Estudantes em confronto com a PM na USP - ANDRE LESSA/AE
ANDRE LESSA/AE
Estudantes em confronto com a PM na USP
 
Agora, rejuvenescido aos 73, o sociólogo Michael Löwy anda entusiasmado com a volta dos estudantes às ruas brandindo livros de Marx e Walter Benjamin. “Não pode haver um movimento que não se refira às lutas, às vítimas, aos mártires e aos pensadores do passado porque nós nunca partimos do zero”, diz. Objeto de estudo em As Utopias de Michael Löwy: Reflexões sobre um Marxista Insubordinado, de Ivana Jinkings e João Alexandre Peschanski (Boitempo, 2007), organizador de Revoluções (da mesma editora) e atualmente pesquisador do Centre National de la Recherche Scientifique (CNRS) de Paris, nas últimas semanas Löwy acompanhou o noticiário da ocupação (e a posterior desocupação) da reitoria da USP. Interpretou como “faíscas” o clamor dos estudantes contra a presença policial e os berros por liberdade para se fumar maconha no câmpus. “O que se passa é muito maior que isso. Há uma indignação com a ordem das coisas no mundo. Um sentimento de cólera. E, diante dessa percepção de injustiça, os estudantes têm um papel essencial, começando movimentos de protesto. Não podemos subestimá-los.” A seguir, a entrevista que Löwy concedeu ao Aliás, por telefone, de sua residência na capital francesa.
Estudantes ocupando praças em Nova York, Madri, ruas em Santiago, a reitoria na USP. Estamos diante de um arrastão de rebeldia ou são episódios isolados?

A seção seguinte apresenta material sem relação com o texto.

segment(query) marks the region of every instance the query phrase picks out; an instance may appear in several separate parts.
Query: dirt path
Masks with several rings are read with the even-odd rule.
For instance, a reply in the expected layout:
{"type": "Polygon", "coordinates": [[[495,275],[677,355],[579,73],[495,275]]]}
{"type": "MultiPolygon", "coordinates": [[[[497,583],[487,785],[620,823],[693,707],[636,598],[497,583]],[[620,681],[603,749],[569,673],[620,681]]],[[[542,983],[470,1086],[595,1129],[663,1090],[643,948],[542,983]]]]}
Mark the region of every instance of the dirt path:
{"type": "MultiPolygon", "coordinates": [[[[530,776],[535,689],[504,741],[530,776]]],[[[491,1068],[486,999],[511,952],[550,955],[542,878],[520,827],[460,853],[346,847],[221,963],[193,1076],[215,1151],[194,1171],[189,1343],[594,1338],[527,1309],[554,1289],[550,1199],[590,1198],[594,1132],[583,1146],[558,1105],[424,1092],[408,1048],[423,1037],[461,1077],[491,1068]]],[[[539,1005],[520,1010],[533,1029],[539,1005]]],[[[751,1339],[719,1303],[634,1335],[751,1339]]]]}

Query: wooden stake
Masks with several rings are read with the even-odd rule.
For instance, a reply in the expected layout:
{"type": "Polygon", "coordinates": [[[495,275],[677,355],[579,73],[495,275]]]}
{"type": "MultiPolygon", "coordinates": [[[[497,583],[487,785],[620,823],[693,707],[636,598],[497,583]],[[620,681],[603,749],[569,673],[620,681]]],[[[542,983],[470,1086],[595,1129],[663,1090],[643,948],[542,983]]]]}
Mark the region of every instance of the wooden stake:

Não são episódios isolados. São parte de um processo internacional que lembra os anos 1960. Quando há um sentimento de injustiça e insatisfação na sociedade, os estudantes são os primeiros a se organizar e a protestar. Agora, na maioria dos casos, seja na Europa, no Chile ou nos Estados Unidos, não são apenas estudantes. É a juventude em geral. Os estudantes naturalmente têm um papel importante, mas é um movimento bem mais amplo, ao qual vão se agregando outros grupos – desempregados, trabalhadores, sindicalistas. Torna-se algo muito plural. O que há de comum é a indignação. Essa palavra está servindo como um sinal de identidade dos protestos. Há uma indignação muito grande que pode estourar por com um pretexto mínimo. No caso de São Paulo foi uma intervenção policial na USP. Mas poderia ter sido outra faísca.
Indignação com o quê? No caso da USP, pode-se ter a impressão de que é com a impossibilidade de fumar maconha no câmpus.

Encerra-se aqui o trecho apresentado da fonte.